Spotkanie zaczęło się jak u Hitchcocka, czyli od solidnego trzęsienia ziemi. Już po 80 sekundach worek z bramkami rozwiązał Jewgienij Bodrow, który zachował się najsprytniej w zamieszaniu podbramkowym.
Tyszanie odpowiedzieli już po 37 sekundach. Dobre podanie Alexandra Szczechury wykorzystał Christian Mroczkowski i na tablicy świetlnej mieliśmy remis 1:1. To trafienie wyraźnie uskrzydliło gości, którzy dołożyli jeszcze dwa trafienia, wykorzystując okresy gry w przewadze. W podwójnej trafił Radosław Galant, który zmienił tor lotu krążka po wrzutce Jasona Seeda, a Olaf Bizacki huknął spod linii niebieskiej.
Krakowianie za sprawą Antona Żłobina zmniejszyli straty, ale na trafienie rosyjskiego skrzydłowego odpowiedział Bartłomiej Pociecha, któremu pomógł rykoszet od jednego z rywali.
Rudolf Roháček w przerwie zdecydował się na kilka taktycznych korekt. Najważniejszą z nich była zmiana bramkarza: Dienisa Pieriewozczikowa zastąpił David Zabolotny i był to dobry impuls dla całego zespołu.
„Pasy” zagrały agresywnie, skutecznie i zdobyły trzy bramki. Wydawało się, że krakowianie złamali wynik meczu, ale w trzeciej odsłonie tyszanie wrzucili wyższy bieg. Tomáša Fučíka w bramce zastąpił Kamil Lewartowski, który nie dał się zaskoczyć ani razu, broniąc 11 uderzeń rywali.
Jego koledzy z pola odwrócili przebieg meczu. Pomogły w tym gole Radosława Galanta, który popisał się soczystym uderzeniem ze slotu oraz uderzającego z bekhendu Jegora Fieofanowa.

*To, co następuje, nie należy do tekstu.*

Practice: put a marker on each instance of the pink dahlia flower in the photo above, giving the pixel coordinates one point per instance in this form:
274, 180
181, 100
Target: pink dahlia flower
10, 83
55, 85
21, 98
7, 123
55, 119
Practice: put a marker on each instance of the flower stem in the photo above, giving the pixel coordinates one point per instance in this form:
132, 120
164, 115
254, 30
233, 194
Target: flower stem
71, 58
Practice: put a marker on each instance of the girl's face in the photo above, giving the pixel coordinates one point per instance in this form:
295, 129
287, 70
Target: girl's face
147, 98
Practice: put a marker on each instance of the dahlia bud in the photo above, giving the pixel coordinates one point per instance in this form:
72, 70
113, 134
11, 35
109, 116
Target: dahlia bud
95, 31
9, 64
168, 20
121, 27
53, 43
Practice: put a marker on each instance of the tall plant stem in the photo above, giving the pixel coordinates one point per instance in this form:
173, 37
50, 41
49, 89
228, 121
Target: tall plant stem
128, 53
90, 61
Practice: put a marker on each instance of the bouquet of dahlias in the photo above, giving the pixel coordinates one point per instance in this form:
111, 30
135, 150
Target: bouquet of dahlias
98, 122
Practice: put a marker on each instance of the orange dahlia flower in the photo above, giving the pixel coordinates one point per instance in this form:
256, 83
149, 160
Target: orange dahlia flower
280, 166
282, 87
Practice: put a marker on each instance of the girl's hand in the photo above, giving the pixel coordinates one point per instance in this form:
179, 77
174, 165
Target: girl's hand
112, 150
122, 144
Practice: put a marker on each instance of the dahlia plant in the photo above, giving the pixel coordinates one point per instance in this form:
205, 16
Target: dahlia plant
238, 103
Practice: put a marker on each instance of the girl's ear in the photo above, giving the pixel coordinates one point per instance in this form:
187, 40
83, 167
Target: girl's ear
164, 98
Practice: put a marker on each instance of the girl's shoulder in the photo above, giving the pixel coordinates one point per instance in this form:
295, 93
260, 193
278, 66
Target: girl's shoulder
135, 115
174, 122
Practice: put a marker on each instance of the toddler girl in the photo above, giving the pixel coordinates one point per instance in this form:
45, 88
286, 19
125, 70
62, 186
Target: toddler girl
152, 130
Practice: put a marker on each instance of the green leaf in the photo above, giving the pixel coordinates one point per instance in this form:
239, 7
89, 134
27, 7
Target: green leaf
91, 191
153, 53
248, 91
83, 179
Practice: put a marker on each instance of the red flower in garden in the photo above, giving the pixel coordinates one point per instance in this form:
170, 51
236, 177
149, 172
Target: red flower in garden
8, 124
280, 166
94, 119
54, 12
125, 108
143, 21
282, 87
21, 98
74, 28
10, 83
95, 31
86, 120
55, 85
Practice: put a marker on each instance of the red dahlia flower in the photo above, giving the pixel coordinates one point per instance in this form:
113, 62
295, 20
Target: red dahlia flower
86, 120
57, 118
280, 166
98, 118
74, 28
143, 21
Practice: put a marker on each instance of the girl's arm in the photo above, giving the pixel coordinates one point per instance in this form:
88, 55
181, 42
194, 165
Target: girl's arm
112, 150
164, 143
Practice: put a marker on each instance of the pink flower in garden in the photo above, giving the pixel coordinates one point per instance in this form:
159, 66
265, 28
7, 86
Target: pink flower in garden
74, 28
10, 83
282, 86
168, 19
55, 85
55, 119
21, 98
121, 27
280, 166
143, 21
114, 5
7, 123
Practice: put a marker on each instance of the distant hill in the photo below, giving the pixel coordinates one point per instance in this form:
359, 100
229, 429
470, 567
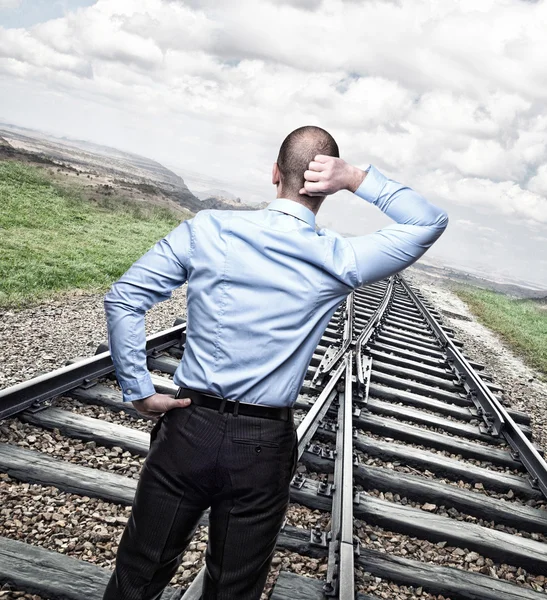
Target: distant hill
518, 290
107, 170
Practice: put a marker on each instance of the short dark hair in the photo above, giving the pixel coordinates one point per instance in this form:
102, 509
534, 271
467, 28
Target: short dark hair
298, 149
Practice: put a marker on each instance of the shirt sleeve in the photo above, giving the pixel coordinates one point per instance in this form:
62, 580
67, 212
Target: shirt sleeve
149, 281
395, 247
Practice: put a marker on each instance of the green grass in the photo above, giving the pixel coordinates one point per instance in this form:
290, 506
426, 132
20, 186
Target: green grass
53, 240
521, 323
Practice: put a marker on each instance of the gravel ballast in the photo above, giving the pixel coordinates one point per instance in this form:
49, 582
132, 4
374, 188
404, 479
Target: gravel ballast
45, 337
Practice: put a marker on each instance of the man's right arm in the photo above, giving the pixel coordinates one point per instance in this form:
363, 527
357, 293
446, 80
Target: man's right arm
391, 249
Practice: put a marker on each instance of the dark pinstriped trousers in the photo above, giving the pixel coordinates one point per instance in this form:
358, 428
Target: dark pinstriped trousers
241, 468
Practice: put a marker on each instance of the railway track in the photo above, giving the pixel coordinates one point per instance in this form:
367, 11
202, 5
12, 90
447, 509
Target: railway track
418, 480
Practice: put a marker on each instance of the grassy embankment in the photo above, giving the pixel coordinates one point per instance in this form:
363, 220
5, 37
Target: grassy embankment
54, 240
521, 323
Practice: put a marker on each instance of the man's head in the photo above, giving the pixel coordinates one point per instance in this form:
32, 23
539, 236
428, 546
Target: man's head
297, 151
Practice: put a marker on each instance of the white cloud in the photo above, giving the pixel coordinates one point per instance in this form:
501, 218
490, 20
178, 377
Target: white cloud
447, 96
9, 4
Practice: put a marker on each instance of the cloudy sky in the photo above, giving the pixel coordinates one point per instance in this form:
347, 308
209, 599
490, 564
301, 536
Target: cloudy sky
447, 96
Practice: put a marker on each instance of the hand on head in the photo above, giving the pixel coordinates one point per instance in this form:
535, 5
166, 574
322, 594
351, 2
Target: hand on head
158, 404
328, 175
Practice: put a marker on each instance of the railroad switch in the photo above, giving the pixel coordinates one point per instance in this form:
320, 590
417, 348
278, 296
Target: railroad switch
88, 383
325, 489
298, 481
533, 481
40, 405
318, 538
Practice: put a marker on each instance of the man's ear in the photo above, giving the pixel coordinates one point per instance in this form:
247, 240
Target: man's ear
276, 176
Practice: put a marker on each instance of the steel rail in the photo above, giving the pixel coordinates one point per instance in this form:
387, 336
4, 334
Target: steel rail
498, 420
335, 352
364, 362
340, 569
45, 387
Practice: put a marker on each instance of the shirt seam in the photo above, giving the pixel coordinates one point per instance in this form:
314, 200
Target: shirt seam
222, 303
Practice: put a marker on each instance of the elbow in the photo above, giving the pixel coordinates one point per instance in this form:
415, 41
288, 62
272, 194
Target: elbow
442, 220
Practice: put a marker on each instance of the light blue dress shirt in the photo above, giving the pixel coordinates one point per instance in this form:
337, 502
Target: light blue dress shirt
262, 287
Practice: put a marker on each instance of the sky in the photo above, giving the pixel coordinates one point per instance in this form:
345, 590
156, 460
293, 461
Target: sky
446, 97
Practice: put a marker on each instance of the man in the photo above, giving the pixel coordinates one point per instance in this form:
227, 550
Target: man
262, 287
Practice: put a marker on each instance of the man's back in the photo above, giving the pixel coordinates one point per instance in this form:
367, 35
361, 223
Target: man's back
261, 290
262, 287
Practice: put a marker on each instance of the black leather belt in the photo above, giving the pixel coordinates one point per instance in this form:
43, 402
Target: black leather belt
279, 413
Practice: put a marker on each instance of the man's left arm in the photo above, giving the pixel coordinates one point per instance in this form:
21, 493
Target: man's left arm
149, 281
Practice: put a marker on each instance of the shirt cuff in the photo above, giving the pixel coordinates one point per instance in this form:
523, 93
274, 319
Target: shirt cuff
137, 389
372, 185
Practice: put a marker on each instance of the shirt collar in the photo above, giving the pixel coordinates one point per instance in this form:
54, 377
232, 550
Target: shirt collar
295, 209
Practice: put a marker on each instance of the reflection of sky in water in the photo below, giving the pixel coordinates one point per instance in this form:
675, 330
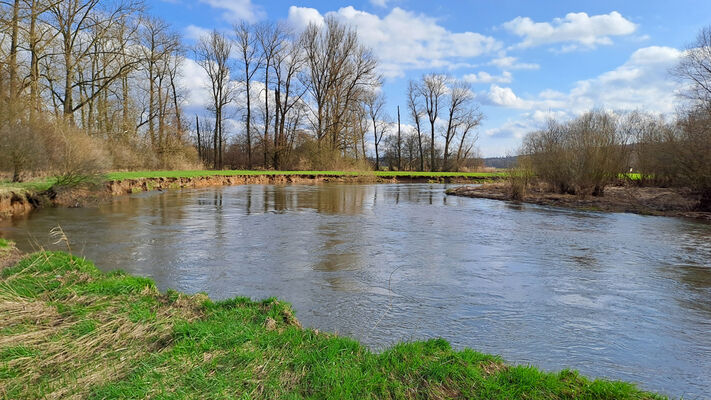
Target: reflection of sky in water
615, 295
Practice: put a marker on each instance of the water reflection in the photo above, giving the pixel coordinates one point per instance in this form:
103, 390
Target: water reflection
614, 295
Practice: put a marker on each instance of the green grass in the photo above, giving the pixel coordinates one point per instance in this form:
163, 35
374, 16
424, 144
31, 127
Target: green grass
68, 330
202, 173
37, 185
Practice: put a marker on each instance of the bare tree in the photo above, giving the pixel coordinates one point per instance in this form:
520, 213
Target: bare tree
248, 51
433, 89
81, 25
375, 104
213, 53
341, 72
695, 68
415, 107
288, 94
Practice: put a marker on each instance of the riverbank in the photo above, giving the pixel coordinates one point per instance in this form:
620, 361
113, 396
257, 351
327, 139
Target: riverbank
68, 330
670, 202
19, 199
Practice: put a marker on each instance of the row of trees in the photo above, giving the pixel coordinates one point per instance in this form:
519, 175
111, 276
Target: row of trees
109, 72
586, 154
105, 70
312, 99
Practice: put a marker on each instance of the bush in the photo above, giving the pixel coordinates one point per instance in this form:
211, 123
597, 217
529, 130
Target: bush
581, 156
76, 158
692, 153
519, 178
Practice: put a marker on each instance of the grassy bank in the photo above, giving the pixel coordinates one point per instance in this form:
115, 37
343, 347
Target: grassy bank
34, 186
205, 173
68, 330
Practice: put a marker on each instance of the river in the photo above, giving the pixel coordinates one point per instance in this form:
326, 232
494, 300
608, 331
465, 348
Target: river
619, 296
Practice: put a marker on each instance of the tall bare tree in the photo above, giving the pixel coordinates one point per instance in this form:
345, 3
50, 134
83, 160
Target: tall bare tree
213, 53
695, 68
247, 45
433, 89
341, 73
81, 25
415, 107
375, 104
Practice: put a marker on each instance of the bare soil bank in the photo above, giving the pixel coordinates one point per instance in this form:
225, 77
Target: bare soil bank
13, 204
630, 199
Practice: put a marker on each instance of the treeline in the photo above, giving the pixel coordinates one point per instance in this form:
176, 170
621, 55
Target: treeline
314, 101
90, 85
592, 151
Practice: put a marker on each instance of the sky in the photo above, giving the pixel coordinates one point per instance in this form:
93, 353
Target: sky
526, 61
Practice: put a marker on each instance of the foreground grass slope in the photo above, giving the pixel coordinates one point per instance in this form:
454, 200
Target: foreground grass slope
69, 331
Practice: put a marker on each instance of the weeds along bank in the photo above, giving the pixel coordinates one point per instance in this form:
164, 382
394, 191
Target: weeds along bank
68, 330
18, 199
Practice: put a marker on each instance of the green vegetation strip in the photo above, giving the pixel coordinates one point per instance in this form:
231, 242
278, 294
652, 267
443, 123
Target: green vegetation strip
69, 330
204, 173
35, 186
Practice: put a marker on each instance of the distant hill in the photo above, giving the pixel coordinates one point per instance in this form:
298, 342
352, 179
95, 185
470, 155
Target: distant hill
500, 162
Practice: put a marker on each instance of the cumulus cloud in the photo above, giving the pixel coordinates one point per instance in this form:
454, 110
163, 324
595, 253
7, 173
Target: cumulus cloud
511, 63
404, 40
300, 17
196, 32
642, 82
237, 10
505, 97
575, 29
485, 77
379, 3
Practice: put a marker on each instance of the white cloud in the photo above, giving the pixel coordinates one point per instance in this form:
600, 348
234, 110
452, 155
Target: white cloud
505, 97
301, 17
642, 82
379, 3
237, 10
196, 32
510, 63
485, 77
576, 29
404, 40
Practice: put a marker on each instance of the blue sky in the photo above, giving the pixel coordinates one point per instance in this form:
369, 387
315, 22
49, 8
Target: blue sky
526, 60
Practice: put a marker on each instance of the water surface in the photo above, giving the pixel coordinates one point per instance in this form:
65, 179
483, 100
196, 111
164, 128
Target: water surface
613, 295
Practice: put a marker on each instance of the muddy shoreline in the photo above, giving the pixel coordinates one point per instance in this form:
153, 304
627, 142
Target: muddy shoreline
15, 204
658, 201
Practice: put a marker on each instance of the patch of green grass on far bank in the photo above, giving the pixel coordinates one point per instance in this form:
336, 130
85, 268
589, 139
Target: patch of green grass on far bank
69, 330
37, 185
202, 173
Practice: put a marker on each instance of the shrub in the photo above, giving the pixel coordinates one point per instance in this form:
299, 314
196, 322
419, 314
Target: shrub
581, 156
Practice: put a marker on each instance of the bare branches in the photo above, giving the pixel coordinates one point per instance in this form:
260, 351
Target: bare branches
213, 53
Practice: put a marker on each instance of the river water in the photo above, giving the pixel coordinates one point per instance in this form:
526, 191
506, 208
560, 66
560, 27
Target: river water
619, 296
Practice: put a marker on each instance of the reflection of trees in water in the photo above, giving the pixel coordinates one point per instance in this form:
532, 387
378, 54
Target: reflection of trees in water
331, 198
697, 282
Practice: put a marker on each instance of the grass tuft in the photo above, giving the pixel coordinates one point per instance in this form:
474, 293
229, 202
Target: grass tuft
69, 331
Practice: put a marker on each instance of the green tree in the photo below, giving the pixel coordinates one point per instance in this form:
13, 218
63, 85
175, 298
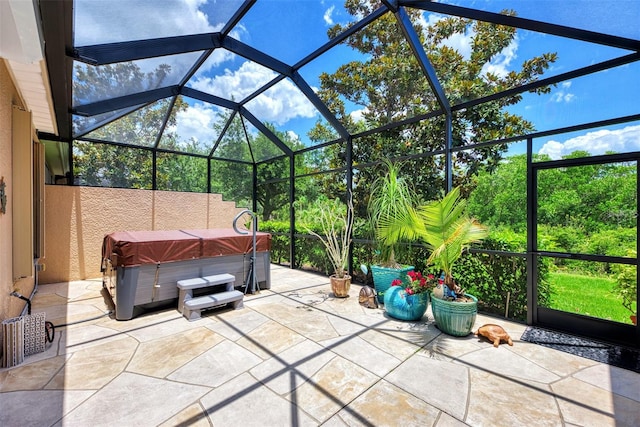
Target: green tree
234, 179
118, 166
386, 84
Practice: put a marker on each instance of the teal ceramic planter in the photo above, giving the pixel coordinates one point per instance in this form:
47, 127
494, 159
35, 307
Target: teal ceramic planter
400, 305
383, 276
455, 318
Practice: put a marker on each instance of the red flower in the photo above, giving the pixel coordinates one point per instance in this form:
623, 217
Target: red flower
416, 283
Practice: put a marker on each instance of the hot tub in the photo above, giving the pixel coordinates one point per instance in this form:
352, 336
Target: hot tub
141, 268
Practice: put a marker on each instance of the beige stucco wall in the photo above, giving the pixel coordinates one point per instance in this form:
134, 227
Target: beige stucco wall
78, 218
9, 306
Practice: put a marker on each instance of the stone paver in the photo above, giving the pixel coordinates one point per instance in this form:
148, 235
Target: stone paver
296, 355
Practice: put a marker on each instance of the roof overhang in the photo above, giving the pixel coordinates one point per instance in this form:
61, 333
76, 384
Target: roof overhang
21, 47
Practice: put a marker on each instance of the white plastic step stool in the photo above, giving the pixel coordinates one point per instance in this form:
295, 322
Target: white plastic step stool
191, 307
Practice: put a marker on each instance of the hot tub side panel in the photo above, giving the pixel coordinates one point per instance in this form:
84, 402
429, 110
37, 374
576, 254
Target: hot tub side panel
142, 287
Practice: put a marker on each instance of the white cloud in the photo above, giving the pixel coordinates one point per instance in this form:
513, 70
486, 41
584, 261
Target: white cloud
597, 142
197, 122
499, 64
103, 22
236, 84
278, 105
281, 103
563, 94
327, 15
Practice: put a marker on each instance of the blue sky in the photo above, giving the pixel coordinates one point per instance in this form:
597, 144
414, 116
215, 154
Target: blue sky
291, 29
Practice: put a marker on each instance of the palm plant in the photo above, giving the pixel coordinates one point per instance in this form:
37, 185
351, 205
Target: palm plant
335, 221
390, 196
443, 225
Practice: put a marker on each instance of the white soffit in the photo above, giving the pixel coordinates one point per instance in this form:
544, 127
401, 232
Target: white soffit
32, 82
21, 47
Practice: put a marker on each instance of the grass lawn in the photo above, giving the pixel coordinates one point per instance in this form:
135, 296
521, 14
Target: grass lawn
591, 296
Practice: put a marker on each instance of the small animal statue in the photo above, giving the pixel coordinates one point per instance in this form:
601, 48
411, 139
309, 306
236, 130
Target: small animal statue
367, 297
494, 333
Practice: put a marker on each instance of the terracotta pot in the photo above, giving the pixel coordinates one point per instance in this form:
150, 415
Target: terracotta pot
340, 285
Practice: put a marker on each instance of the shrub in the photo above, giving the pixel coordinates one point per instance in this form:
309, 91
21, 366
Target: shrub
493, 278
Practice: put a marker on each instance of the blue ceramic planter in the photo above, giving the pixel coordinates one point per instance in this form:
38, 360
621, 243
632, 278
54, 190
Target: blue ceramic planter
455, 318
398, 304
383, 276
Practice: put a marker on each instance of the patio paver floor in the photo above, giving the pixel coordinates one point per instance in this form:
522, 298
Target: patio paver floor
296, 355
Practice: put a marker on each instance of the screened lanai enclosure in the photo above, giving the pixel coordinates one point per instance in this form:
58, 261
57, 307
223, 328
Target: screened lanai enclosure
530, 107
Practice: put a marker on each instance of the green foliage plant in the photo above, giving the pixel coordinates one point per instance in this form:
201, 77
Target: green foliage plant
444, 226
335, 220
627, 284
391, 196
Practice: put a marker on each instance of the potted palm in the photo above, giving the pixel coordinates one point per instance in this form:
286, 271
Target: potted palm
390, 194
446, 229
334, 220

W końcówce tyszanie obronili dwa osłabienia, z poświęceniem zagrali w destrukcji i nie wypuścili z rąk zwycięstwa.
Comarch Cracovia - GKS Tychy 5:6 (2:4, 3:0, 0:2)
1:0 Jewgienij Bodrow - Aleš Ježek, Dmitrij Ismagiłow (01:20)
1:1 Christian Mroczkowski - Alexander Szczechura, Radosław Galant (01:57)
1:2 Radosław Galant - Jason Seed, Alexander Szczechura (05:37, 5/3)
1:3 Olaf Bizacki - Christian Mroczkowski, Radosław Galant (07:25, 5/4)
2:3 Anton Żłobin - Jiří Gula, Aleš Ježek (10:05, 5/4)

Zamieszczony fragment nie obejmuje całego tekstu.